Doch auch der Aspekt der zum Teil vom Krieg traumatisierten Soldaten, die sich nach ihrer Rückkehr oft vollkommen alleine gelassen fühlten, wird in DIE BLAUE DAHLIE anhand von Johnnys ehemaligen Kameraden sehr schön gezeigt. Und hier glänzt insbesondere der durch William Bendix dargestellte Buzz, der den Film um ein paar wirklich beeindruckende Performances bereichert.

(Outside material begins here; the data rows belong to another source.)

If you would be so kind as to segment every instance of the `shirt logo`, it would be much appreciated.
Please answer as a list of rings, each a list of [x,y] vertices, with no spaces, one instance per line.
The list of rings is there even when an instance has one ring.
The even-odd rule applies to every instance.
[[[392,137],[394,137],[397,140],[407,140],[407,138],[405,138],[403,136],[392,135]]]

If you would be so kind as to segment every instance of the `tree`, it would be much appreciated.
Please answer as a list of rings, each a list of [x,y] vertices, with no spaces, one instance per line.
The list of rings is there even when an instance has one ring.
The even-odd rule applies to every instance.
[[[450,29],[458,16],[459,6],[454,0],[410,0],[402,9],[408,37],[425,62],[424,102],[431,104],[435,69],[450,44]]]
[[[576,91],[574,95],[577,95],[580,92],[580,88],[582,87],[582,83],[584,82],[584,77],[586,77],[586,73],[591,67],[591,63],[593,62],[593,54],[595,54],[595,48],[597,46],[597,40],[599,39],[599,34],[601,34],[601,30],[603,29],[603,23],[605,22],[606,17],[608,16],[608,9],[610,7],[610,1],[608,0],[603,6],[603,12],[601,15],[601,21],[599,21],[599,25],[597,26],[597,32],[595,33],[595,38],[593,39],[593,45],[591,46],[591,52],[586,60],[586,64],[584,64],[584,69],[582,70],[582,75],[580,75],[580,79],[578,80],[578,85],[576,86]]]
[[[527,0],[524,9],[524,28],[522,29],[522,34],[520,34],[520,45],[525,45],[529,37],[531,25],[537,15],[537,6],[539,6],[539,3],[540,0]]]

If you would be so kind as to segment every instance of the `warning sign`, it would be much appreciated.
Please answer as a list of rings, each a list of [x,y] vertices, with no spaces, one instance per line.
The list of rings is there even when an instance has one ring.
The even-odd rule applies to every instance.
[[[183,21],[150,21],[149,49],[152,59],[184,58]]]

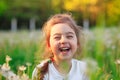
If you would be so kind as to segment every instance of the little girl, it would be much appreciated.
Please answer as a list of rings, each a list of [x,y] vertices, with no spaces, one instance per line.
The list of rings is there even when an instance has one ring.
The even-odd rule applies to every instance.
[[[48,19],[43,31],[46,53],[50,56],[36,66],[32,80],[88,80],[86,64],[73,58],[81,48],[80,30],[69,14],[56,14]]]

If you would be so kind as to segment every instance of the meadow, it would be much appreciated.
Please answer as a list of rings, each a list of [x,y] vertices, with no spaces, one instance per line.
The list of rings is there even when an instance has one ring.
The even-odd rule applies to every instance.
[[[88,63],[90,80],[120,79],[120,28],[93,28],[84,31],[84,46],[78,57]],[[42,60],[44,40],[37,31],[0,31],[0,65],[6,55],[11,57],[11,71],[19,75],[19,66],[26,66],[31,78],[36,64]],[[28,66],[29,63],[29,66]],[[5,78],[0,73],[0,80]]]

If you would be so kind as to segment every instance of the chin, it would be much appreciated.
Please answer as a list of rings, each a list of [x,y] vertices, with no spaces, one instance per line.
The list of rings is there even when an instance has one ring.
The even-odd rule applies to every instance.
[[[64,56],[64,57],[61,57],[60,59],[61,60],[69,60],[69,59],[71,59],[71,57],[70,56]]]

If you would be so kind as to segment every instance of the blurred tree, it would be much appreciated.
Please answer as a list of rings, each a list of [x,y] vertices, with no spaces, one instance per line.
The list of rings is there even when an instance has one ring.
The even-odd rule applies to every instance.
[[[95,21],[98,13],[97,0],[65,0],[64,8],[82,13],[83,26],[89,27],[89,21]]]
[[[50,14],[70,11],[80,24],[86,20],[90,25],[117,25],[119,3],[120,0],[0,0],[0,23],[8,27],[11,18],[24,19],[26,24],[34,18],[37,27],[41,27]]]
[[[51,7],[54,13],[62,13],[64,12],[64,4],[65,0],[51,0]]]
[[[107,24],[108,25],[118,25],[120,24],[120,0],[108,1],[107,8]]]
[[[30,18],[34,18],[39,28],[52,12],[51,0],[4,0],[4,2],[8,6],[4,16],[10,19],[17,18],[18,22],[23,20],[26,24]]]
[[[64,0],[68,11],[82,13],[83,19],[97,20],[102,26],[116,25],[120,18],[120,0]]]
[[[49,0],[7,0],[12,16],[29,18],[50,12]]]
[[[7,10],[8,6],[5,1],[1,0],[0,1],[0,17],[2,17]]]
[[[99,0],[100,11],[97,16],[98,26],[117,26],[120,18],[119,0]]]

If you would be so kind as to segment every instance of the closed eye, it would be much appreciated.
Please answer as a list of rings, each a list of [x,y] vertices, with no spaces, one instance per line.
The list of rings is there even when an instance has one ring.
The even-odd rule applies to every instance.
[[[69,36],[67,36],[67,38],[68,38],[68,39],[71,39],[71,38],[73,38],[73,36],[72,36],[72,35],[69,35]]]
[[[56,36],[56,37],[54,37],[54,39],[55,39],[55,40],[59,40],[59,39],[60,39],[60,37],[59,37],[59,36]]]

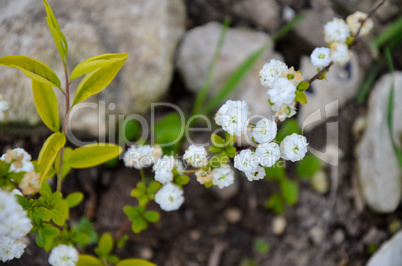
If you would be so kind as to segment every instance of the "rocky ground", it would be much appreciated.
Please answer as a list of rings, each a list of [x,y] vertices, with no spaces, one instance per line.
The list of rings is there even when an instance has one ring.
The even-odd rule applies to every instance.
[[[122,108],[122,112],[139,111],[148,115],[148,104],[162,98],[191,110],[194,93],[202,86],[219,37],[219,23],[230,15],[232,27],[227,34],[211,91],[212,94],[217,91],[238,64],[268,42],[269,48],[255,69],[250,71],[231,96],[252,102],[252,111],[263,114],[266,99],[258,80],[261,65],[270,58],[284,59],[289,65],[302,69],[305,77],[312,76],[314,69],[305,56],[315,46],[322,45],[322,25],[317,21],[325,23],[335,14],[344,17],[355,10],[369,11],[375,2],[166,0],[166,3],[159,5],[157,0],[147,1],[132,4],[119,0],[113,7],[109,6],[108,1],[100,1],[101,4],[93,11],[92,0],[69,1],[65,4],[49,1],[56,17],[60,18],[60,24],[66,24],[66,36],[72,39],[70,51],[77,51],[73,53],[72,64],[79,62],[82,56],[94,55],[92,53],[128,51],[134,55],[117,82],[91,101],[112,101]],[[26,4],[23,0],[15,1],[15,7],[18,6],[17,2]],[[10,5],[3,5],[8,7],[3,10],[15,10]],[[69,10],[74,10],[74,6],[80,6],[81,11],[71,15]],[[286,23],[283,16],[285,8],[292,8],[296,13],[307,11],[309,15],[296,30],[274,44],[270,35]],[[375,32],[389,25],[398,16],[398,10],[402,10],[399,2],[389,1],[388,6],[375,17],[379,25]],[[7,34],[8,37],[0,40],[0,48],[5,47],[0,49],[0,56],[25,54],[44,61],[50,60],[46,62],[52,67],[59,63],[58,59],[54,59],[55,50],[47,49],[51,40],[50,34],[44,33],[47,31],[46,25],[39,20],[44,17],[41,6],[31,4],[25,11],[2,12],[0,34]],[[34,15],[26,16],[26,12]],[[155,15],[153,12],[158,13]],[[100,19],[99,14],[104,14],[104,19]],[[124,21],[125,16],[130,17],[129,22]],[[27,28],[24,25],[31,26]],[[141,31],[137,32],[132,25],[141,25]],[[85,30],[85,34],[74,34],[77,28]],[[129,35],[131,38],[124,38],[127,32],[132,34]],[[120,42],[121,39],[123,41]],[[155,39],[158,41],[155,42]],[[84,45],[88,42],[90,49]],[[397,70],[402,69],[401,51],[402,47],[399,46],[393,53]],[[331,135],[326,124],[337,122],[337,139],[342,156],[336,167],[325,165],[330,183],[330,189],[325,194],[318,194],[307,181],[301,182],[300,199],[295,206],[287,208],[283,216],[287,226],[281,235],[273,232],[276,216],[264,208],[269,195],[278,190],[276,183],[268,180],[251,183],[239,175],[230,193],[218,193],[201,187],[193,179],[185,188],[186,201],[179,211],[162,212],[161,221],[141,234],[127,231],[130,236],[127,246],[118,249],[116,254],[121,258],[140,257],[167,266],[240,265],[247,258],[258,265],[267,266],[366,265],[377,247],[392,238],[394,230],[389,229],[390,224],[395,225],[402,220],[399,206],[402,186],[392,147],[379,142],[379,139],[389,140],[389,135],[381,129],[386,127],[390,78],[382,78],[373,86],[375,89],[370,101],[358,104],[355,95],[375,62],[364,43],[354,52],[354,59],[346,68],[332,68],[328,82],[314,84],[308,94],[310,109],[300,110],[298,120],[303,124],[314,110],[324,110],[325,105],[338,101],[339,110],[329,108],[330,112],[325,113],[327,118],[324,116],[320,119],[314,129],[313,126],[306,127],[305,134],[311,147],[324,152],[328,148],[327,135]],[[57,70],[59,74],[61,70]],[[0,72],[0,92],[6,99],[12,99],[12,110],[5,117],[12,126],[8,124],[0,128],[0,150],[23,147],[33,158],[37,158],[41,143],[49,131],[43,126],[32,127],[38,117],[32,100],[28,100],[32,97],[30,84],[25,80],[26,83],[17,86],[21,76],[15,73],[4,69]],[[379,77],[386,73],[387,68],[384,67]],[[402,74],[399,72],[395,75],[398,80],[395,84],[402,84],[399,82]],[[396,91],[402,90],[400,86],[397,85]],[[15,92],[12,93],[11,88],[14,87],[19,97],[13,96]],[[396,97],[396,102],[402,100],[401,93],[396,93]],[[20,111],[22,102],[26,108]],[[402,133],[399,108],[399,105],[395,106],[396,139]],[[88,121],[93,122],[89,124],[91,128],[105,122],[94,120],[91,114],[79,114],[77,117],[83,121],[75,125],[80,130],[87,129]],[[91,130],[90,133],[98,134]],[[83,136],[87,138],[89,134]],[[357,149],[359,144],[361,148]],[[289,176],[294,176],[294,171],[294,165],[289,165]],[[151,176],[151,172],[147,174]],[[125,168],[121,163],[114,168],[100,166],[73,170],[66,179],[63,192],[83,191],[85,200],[72,210],[71,222],[76,222],[84,215],[93,220],[100,233],[117,232],[127,220],[122,212],[123,206],[136,204],[136,200],[130,197],[130,191],[139,180],[137,171]],[[155,204],[151,207],[158,210]],[[400,235],[397,233],[391,242],[381,248],[370,266],[391,265],[382,256],[395,255],[402,250]],[[267,242],[269,252],[257,252],[254,248],[256,240]],[[46,253],[36,247],[32,238],[27,241],[30,244],[22,258],[5,265],[47,265]],[[93,249],[90,247],[83,252],[92,253]],[[401,261],[397,256],[394,259]]]

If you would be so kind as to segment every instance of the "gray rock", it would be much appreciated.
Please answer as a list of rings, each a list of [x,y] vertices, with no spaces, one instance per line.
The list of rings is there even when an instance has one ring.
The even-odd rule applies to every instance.
[[[179,47],[177,68],[187,88],[194,93],[198,93],[202,88],[221,30],[222,25],[217,22],[194,28],[186,33]],[[266,95],[266,88],[260,84],[258,73],[265,62],[271,58],[281,59],[281,57],[273,53],[272,41],[263,32],[246,28],[228,29],[212,80],[210,96],[219,91],[233,71],[247,57],[267,42],[270,44],[267,51],[229,98],[248,102],[252,114],[270,115],[268,95]]]
[[[380,213],[393,212],[401,201],[401,169],[396,159],[387,125],[390,74],[374,86],[369,100],[367,130],[357,149],[358,178],[367,205]],[[402,101],[402,72],[395,72],[395,103]],[[393,110],[393,135],[400,145],[402,107]]]
[[[70,72],[90,56],[112,52],[130,54],[116,81],[98,96],[88,99],[93,103],[106,101],[106,106],[112,102],[116,109],[105,108],[105,115],[99,105],[79,110],[72,124],[74,128],[103,135],[108,114],[144,113],[167,91],[174,52],[184,32],[182,0],[50,0],[49,4],[69,44]],[[41,3],[2,2],[0,34],[0,56],[19,54],[41,60],[55,70],[64,84],[63,69]],[[30,80],[17,70],[5,68],[1,69],[0,80],[0,93],[11,105],[5,121],[37,124],[40,119],[32,100]],[[72,87],[77,86],[78,81],[74,81]],[[62,95],[58,96],[63,103]]]
[[[317,68],[313,66],[308,56],[302,57],[300,65],[305,80],[317,73]],[[311,121],[324,122],[326,118],[337,113],[340,106],[355,97],[362,80],[362,71],[357,57],[354,55],[345,67],[332,66],[327,74],[327,80],[314,81],[311,85],[312,92],[306,91],[308,103],[300,105],[298,116],[303,130],[312,130],[318,124],[312,124]],[[319,113],[315,117],[317,111]],[[309,126],[310,124],[311,126]]]
[[[400,266],[402,262],[402,231],[385,242],[374,253],[367,266]]]

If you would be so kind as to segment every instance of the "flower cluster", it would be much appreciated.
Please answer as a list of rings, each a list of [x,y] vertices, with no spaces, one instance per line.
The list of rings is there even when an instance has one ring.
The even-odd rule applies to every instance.
[[[303,81],[300,70],[295,71],[294,67],[289,68],[285,63],[271,59],[260,70],[260,81],[268,88],[271,110],[280,121],[296,114],[296,91]]]
[[[151,166],[161,156],[162,149],[159,146],[131,146],[124,154],[124,164],[127,167],[141,169]]]
[[[228,100],[215,115],[215,122],[230,135],[241,136],[247,132],[250,112],[245,101]]]
[[[32,195],[38,192],[41,188],[40,175],[35,171],[35,167],[31,162],[31,155],[24,149],[8,150],[1,156],[0,160],[10,164],[9,172],[25,173],[19,182],[19,188],[24,195]]]
[[[78,261],[78,251],[67,245],[58,245],[49,255],[49,264],[53,266],[75,266]]]
[[[324,68],[331,62],[337,65],[344,65],[349,62],[351,53],[349,45],[359,36],[367,35],[373,28],[374,23],[371,19],[367,19],[367,14],[356,12],[343,19],[333,18],[324,26],[324,39],[328,47],[315,48],[310,55],[311,62],[317,68]],[[366,21],[365,21],[366,20]],[[364,22],[364,24],[362,24]],[[360,32],[359,32],[359,28]]]
[[[292,162],[303,159],[307,153],[307,140],[304,136],[292,134],[280,144],[274,142],[277,133],[276,123],[267,118],[259,120],[252,129],[253,138],[259,144],[253,151],[242,150],[234,158],[235,168],[244,172],[250,181],[265,177],[264,167],[272,167],[279,158]]]
[[[31,220],[13,193],[0,190],[0,260],[20,258],[25,244],[21,239],[31,230]]]
[[[3,99],[3,95],[0,94],[0,120],[4,119],[3,112],[7,111],[9,108],[10,105]]]

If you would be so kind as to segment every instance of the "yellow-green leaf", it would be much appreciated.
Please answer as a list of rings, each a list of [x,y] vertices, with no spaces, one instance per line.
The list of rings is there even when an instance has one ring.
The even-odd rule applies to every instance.
[[[73,168],[88,168],[113,159],[123,151],[111,143],[88,144],[73,150],[68,163]]]
[[[135,265],[135,266],[156,266],[156,264],[153,264],[152,262],[142,260],[142,259],[121,260],[119,263],[116,264],[116,266],[133,266],[133,265]]]
[[[74,208],[84,199],[84,194],[81,192],[73,192],[66,197],[69,208]]]
[[[103,266],[103,263],[91,255],[79,255],[77,266]]]
[[[43,123],[52,131],[59,131],[59,109],[57,97],[49,85],[32,80],[32,92],[36,110]]]
[[[96,69],[108,67],[116,62],[126,60],[128,54],[101,54],[79,63],[71,73],[70,79],[76,79]]]
[[[106,256],[112,252],[114,246],[114,240],[110,233],[104,233],[99,239],[98,255]]]
[[[53,40],[59,50],[60,56],[63,62],[67,62],[67,40],[64,34],[60,30],[59,23],[57,23],[57,19],[53,14],[52,9],[46,0],[43,0],[46,9],[46,22],[49,27],[50,33],[52,34]]]
[[[60,88],[60,80],[56,73],[39,60],[23,55],[9,55],[0,57],[0,66],[17,68],[39,83]]]
[[[38,164],[42,167],[40,171],[41,181],[49,172],[57,153],[66,143],[66,137],[60,132],[53,133],[43,144],[39,153]]]
[[[112,82],[125,62],[126,59],[122,59],[107,67],[99,68],[87,74],[78,85],[73,106],[106,88],[110,82]]]
[[[64,179],[66,177],[66,175],[68,174],[68,172],[70,172],[71,170],[71,166],[68,163],[70,160],[70,156],[73,152],[73,149],[71,149],[70,147],[65,147],[63,150],[63,169],[61,171],[61,179]],[[60,153],[57,154],[56,160],[54,162],[54,171],[56,172],[56,174],[59,174],[60,171]]]
[[[300,102],[301,104],[306,104],[307,103],[307,97],[306,94],[301,91],[301,90],[296,90],[296,102]]]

Und DIE BLAUE DAHLIE wäre sicherlich noch ein ganzes Stück besser geworden, wenn diese Figur die ihm von Raymond Chandler zugedachte noch größere Rolle für die Gesamthandlung auch im fertigen Film erhalten hätte. Doch leider wurde das Ende auf vollkommen hanebüchene Weise abgeändert. Die Schuld hieran hatte jedoch ausnahmsweise einmal nicht der maßgebliche Studio bzw. der Produzent. Nein, in diesem Fall kam es zu einer direkten Intervention durch das amerikanische Militär...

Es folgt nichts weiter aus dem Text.